All times Eastern
• Boyd-Buchanan (28-3) vs. Booker T. Washington (26-7), 5:30
• Meigs County (30-4) vs. Columbia Academy (28-4), 7
MURFREESBORO, Tenn. - How quickly the players on Boyd-Buchanan's and Meigs County's basketball teams adjust to their surroundings could determine how long both teams remain in the state tournament.
The tournament tips off today at Middle Tennessee State University's Murphy Center, and both the Buccaneers and Meigs' Tigers will play in the evening session of the Class A bracket. And while the goal of survive and advance is the same, their approach to tonight's opening round varies noticeably.

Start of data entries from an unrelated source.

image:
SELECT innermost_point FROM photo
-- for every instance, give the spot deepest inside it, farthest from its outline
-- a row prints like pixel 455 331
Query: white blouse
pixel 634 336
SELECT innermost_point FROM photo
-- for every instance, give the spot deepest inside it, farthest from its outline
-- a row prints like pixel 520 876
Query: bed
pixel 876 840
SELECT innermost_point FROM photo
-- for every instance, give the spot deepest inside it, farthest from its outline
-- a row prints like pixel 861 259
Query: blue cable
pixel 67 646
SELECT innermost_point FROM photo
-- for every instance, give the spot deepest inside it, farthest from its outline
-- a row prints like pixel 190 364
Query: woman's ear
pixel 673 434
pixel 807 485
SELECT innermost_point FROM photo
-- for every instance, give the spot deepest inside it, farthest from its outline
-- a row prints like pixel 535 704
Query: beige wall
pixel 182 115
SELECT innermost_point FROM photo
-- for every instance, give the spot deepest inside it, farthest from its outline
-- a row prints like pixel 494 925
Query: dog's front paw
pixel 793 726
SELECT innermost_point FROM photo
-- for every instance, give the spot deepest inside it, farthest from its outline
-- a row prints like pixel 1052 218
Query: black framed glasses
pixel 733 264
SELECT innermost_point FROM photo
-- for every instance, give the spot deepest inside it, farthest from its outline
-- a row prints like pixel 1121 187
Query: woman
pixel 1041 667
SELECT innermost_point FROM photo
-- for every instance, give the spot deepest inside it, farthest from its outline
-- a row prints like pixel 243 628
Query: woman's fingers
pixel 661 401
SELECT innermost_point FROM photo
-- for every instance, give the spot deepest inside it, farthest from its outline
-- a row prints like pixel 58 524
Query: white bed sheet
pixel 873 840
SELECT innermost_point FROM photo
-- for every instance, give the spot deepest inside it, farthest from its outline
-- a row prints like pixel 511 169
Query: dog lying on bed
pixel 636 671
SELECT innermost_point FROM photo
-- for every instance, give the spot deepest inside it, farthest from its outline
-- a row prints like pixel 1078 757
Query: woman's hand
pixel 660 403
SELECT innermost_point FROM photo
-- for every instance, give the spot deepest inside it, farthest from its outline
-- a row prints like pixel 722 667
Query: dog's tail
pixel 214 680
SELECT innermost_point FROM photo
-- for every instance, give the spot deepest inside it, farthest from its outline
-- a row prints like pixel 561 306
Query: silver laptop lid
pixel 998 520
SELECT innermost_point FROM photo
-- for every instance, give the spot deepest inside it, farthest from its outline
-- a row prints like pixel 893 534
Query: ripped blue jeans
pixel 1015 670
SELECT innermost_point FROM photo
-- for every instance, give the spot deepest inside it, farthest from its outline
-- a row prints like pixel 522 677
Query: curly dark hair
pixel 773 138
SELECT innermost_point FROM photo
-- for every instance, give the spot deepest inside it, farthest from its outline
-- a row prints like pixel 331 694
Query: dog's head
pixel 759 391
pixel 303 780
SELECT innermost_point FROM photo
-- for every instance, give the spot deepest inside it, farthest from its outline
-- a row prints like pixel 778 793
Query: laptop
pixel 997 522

Boyd-Buchanan, which opens against high-octane Booker T. Washington at 5:30 EDT, will try to slow the pace of the game. By contrast, Meigs County wants a track meet in high tops in its 7 p.m. matchup against Columbia Academy.
"We want to go," said Meigs coach Sammy Perkinson, who has the Tigers in the tourney for the first time in 27 years. "We want to play like the game is on fast forward."
The idea of quickening the pace is in hopes of negating Columbia Academy's considerable size advantage, which includes 6-foot-9, 280-pound center Andrew Golden being guarded by a player seven inches shorter. A fast pace could also help Meigs force Columbia to need a bench group that Perkinson feels isn't as deep as his own.
The Tigers, who like Boyd-Buchanan haven't lost to a team in their classification this season, are on a 12-game winning streak with an average margin of 77-57 in that time. Mr. Basketball finalist Levi Woods, the team's lone senior, will be another determining factor for the Tigers. One of three players who averages more than 16 points per game for the Tigers, Woods isn't just a scorer, evidenced by his 11.1 rebounds and 4.3 assists per game.
Conversely, not only does Boyd-Buchanan want to play at a slower pace in its game, but the Bucs will rely on a roster without one focal player. The Bucs have had eight players lead them in scoring in a game this season and have six who average 6-14 points per game. Austin Walker and Justus McMillan are the only two double-digit scorers.
The experienced Bucs, who own nine wins over teams in larger classes, have been able to adjust to a variety of styles thrown at them this season. They have proven they can run at times. However, they haven't faced a team that likes to press, trap and run as much at BTW, which has scored 80-plus points 13 times.
"Our kids are comfortable playing at whatever pace they have to, but we would definitely prefer to slow this game down more than Booker T. Washington wants to," said coach Cole Rose, who has the Bucs back in the tournament for the first time since they won the state title in 1996. "We are a very selfless team and that makes us tough to scout, hopefully.
"We played a tough schedule against a lot of different styles, and I believe that gave our guys a lot of confidence that they can play with anybody."